Industry in the woreda includes 18 grain mills employing 48 people, as well as 231 registered businesses including wholesalers, retailers and service providers. There were 23 Farmers Associations with 29,713 members and 4 Farmers Service Cooperatives with 346 members. Fedis has only dry-weather roads, but how many is not known. About 19.1% of the urban and 1.8% of the rural population have access to drinking water.

== Demographics ==
The 2007 national census reported a total population for this woreda of 113,108, of whom 57,250 were men and 55,858 were women; 4,574 or 4.04% of its population were urban dwellers.

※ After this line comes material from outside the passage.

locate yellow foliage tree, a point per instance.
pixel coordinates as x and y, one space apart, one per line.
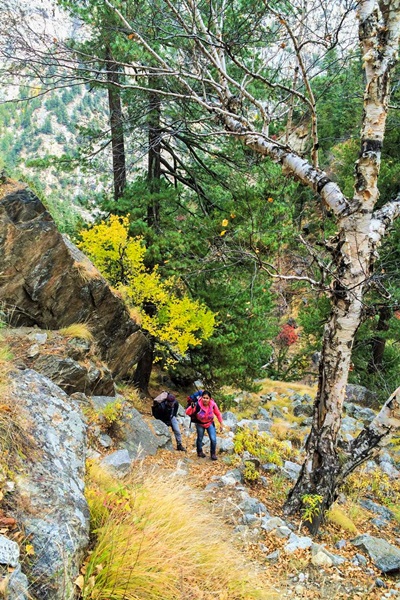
176 319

The majority of the inhabitants said they were Muslim, with 99.22% of the population reporting they observed this belief.

Based on figures published by the Central Statistical Agency in 2005, this woreda has an estimated total population of 207,473, of whom 101,410 are men and 106,063 women; 4,638 or 2.24% of its population are urban dwellers, which is less than the Zone average of 6.9%. With an estimated area of 2,150.63 square kilometers, Fedis has an estimated population density of 96.5 people per square kilometer, which is less than the Zone average of 102.6.

The 1994 national census reported a total population for this woreda of 150,253, of whom 77,256 were men and 72,997 women; 2,595 or 1.73% of its population were urban dwellers at the time. (This total also includes an estimate for the inhabitants of several rural kebeles, which were not counted; they were estimated to have 25,507 inhabitants, of whom 13,040 were men and 12,467 women.) The largest ethnic group reported in Fedis was the Oromo (98.95%), and Oromo was spoken as a first language by 98.97% of the population. The majority of the inhabitants were Muslim, with 99.15% of the population having reported they practiced that belief.